[zadwang]

Fourier basis is unique in that the complex exponential basis functions are the eigen vectors of the linear time invariant (LTI) systems. No other transform has this property. Many real world systems (circuits, communication channels, antennas, etc) are LTI. This property make sure for example, signals transmitted over different frequencies do not interfere. That is why Fourier transform is so useful and used instead of other transforms. There is also the connection with quantum physics, in using Fourier pair as wave functions of position and momentum, which other transforms don’t have.

[nestes]

I'm surprised you're one of the only commenters to bring this up. I have an electrical engineering background -- for analysis, lots of systems are assumed to be either linear or very weakly nonlinear, and a lot of our signals are roughly periodic. Fourier transforms are a no-brainer.

Convolution turns into multiplication, differentiation wrt time of the complex exponential turns into multiplication by j*omega.
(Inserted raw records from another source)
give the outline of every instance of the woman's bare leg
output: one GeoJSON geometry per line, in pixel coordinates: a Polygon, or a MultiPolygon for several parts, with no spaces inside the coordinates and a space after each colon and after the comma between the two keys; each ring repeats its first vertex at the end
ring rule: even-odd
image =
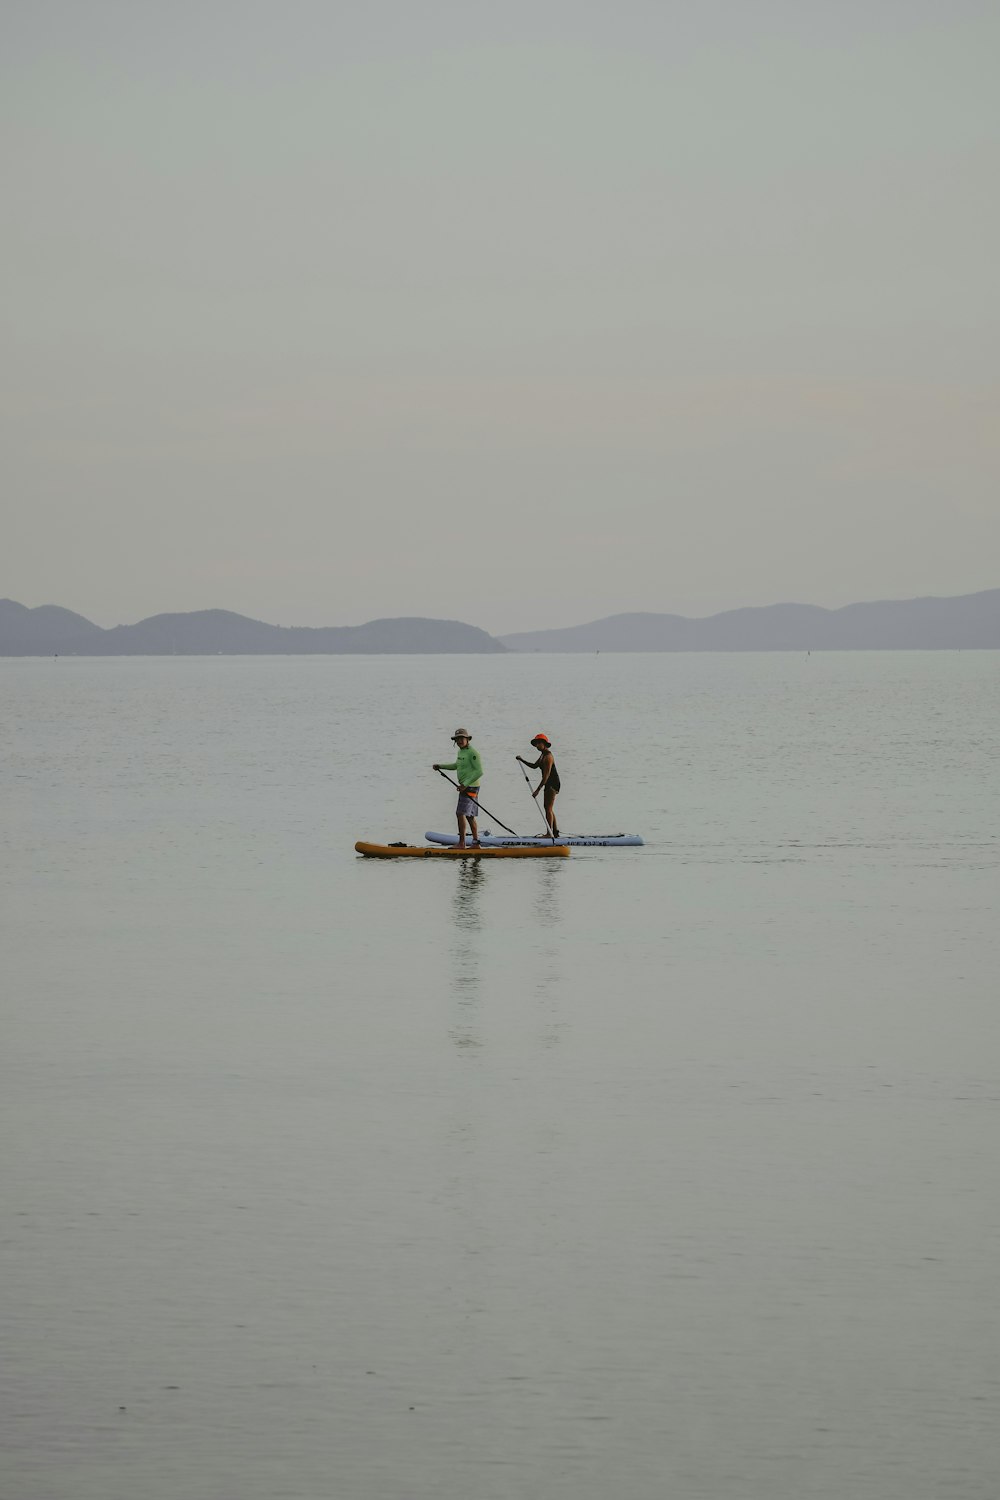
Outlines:
{"type": "Polygon", "coordinates": [[[553,838],[559,837],[559,826],[556,823],[556,794],[545,792],[545,821],[549,825],[549,832],[553,838]]]}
I don't know about you, but I'd rather do multiplication than convolution and time derivatives.

As a corollary, once you accept "we use the Fourier representation because it's convenient for a specific set of common scenarios", the use of any other mathematical transform shouldn't be too surprising (for other problems).

[krackers]

>Fourier basis

Technically it's a specialized case of the laplace basis, right? I was always surprised that lots of courses jump directly from the (bilateral) fourier transform to the unilateral laplace transform without proper analysis of the most general case that is the bilateral laplace transform: https://en.wikipedia.org/wiki/Two-sided_Laplace_transform

[nestes]

That's true, Laplace corresponds to a basis of complex exponentials that can grow or decay in time instead purely imaginary exponentials. We restrict the Ae^[(a+jb)t] domain just to Ae^(jbt) for Fourier.

From an circuit analysis standpoint (your problem may be different), but exponentials that decay over time ("a" is negative) corresponds to loss in a circuit, whereas exponentials that grow over time ("a" positive) correspond to something blowing up (this is really a nonphysical result but generally means a circuit is going to oscillate on its own, without a source driving that response). I mostly do electromagnetics/passive RF types of problems, in which you generally want everything to be low-loss. In that case Fourier is perfect, especially since I typically care most about steady-state behavior.